Docking cholesterol to integral membrane proteins with Rosetta

Lipid molecules such as cholesterol interact with the surface of integral membrane proteins (IMP) in a mode different from drug-like molecules in a protein binding pocket. These differences are due to the lipid molecule's shape, the membrane's hydrophobic environment, and the lipid's orientation in the membrane. We can use the recent increase in experimental structures in complex with cholesterol to understand protein-cholesterol interactions. We developed the RosettaCholesterol protocol consisting of (1) a prediction phase using an energy grid to sample and score native-like binding poses and (2) a specificity filter to calculate the likelihood that a cholesterol interaction site may be specific. We used a multi-pronged benchmark (self-dock, flip-dock, cross-dock, and global-dock) of protein-cholesterol complexes to validate our method. RosettaCholesterol improved sampling and scoring of native poses over the standard RosettaLigand baseline method in 91% of cases and performs better regardless of benchmark complexity.

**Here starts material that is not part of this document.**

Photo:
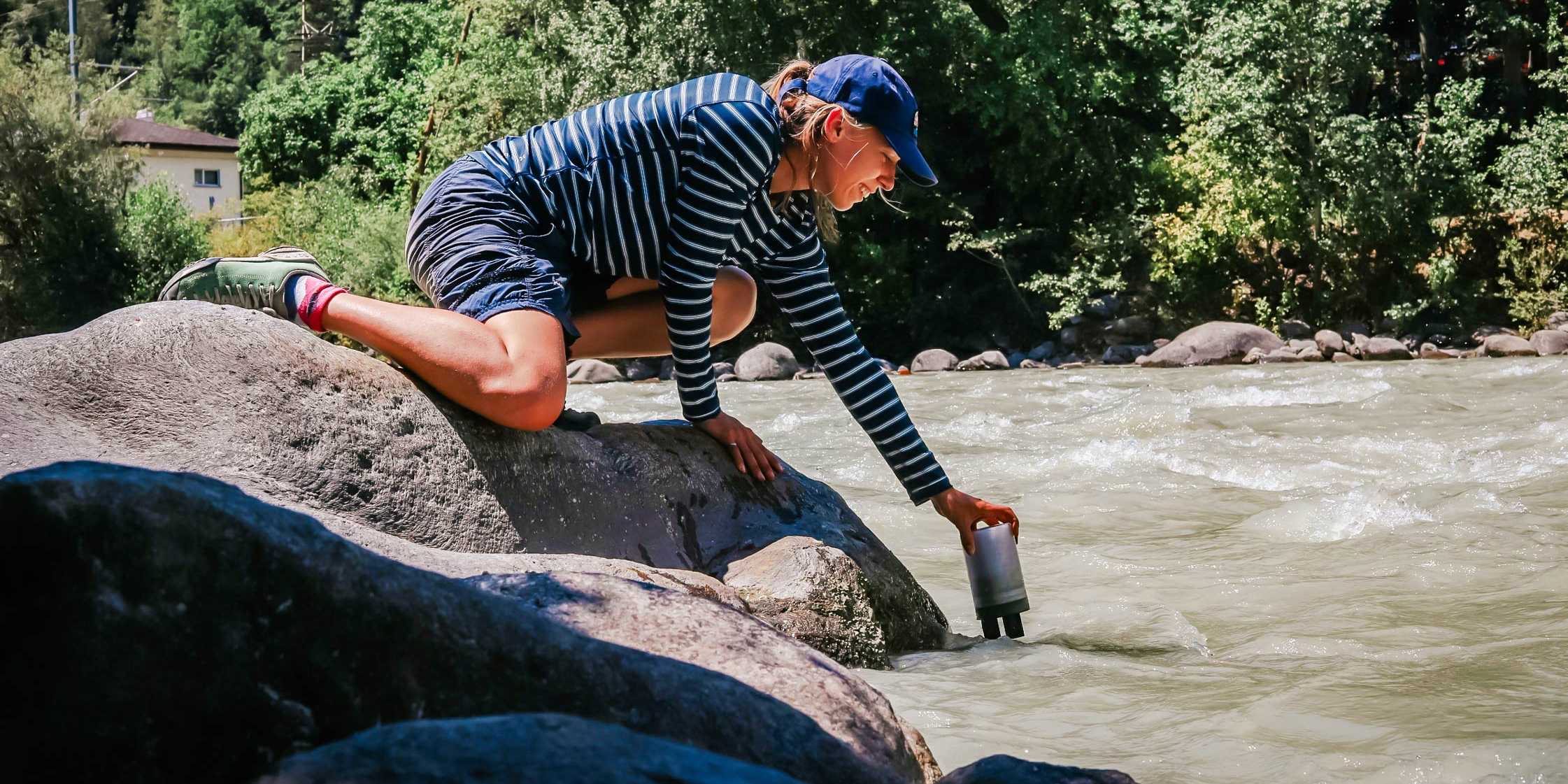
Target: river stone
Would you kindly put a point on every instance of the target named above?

On the beta 2AR, our method found one likely-specific site, which is described in the literature. The RosettaCholesterol protocol quantifies cholesterol binding site specificity. Our approach provides a starting point for high-throughput modeling and prediction of cholesterol binding sites for further experimental validation. Author summaryOver 30% of the human proteome consists of integral membrane proteins. These proteins are critical in many biological processes, implicated in many diseases, and targeted by up to 50% of pharmaceutical drugs. The lipids of the membrane environment affect the function of integral membrane proteins. Protein-lipid interactions range from specific interactions at particular sites on the protein to nonspecific interactions involving changes to the physical membrane properties. It has become increasingly clear that cholesterol is one of the major proponents affecting integral membrane protein function. To study integral membrane protein-cholesterol interactions, we developed a docking algorithm in the Rosetta software, including a score that quantifies likely-specific interaction sites.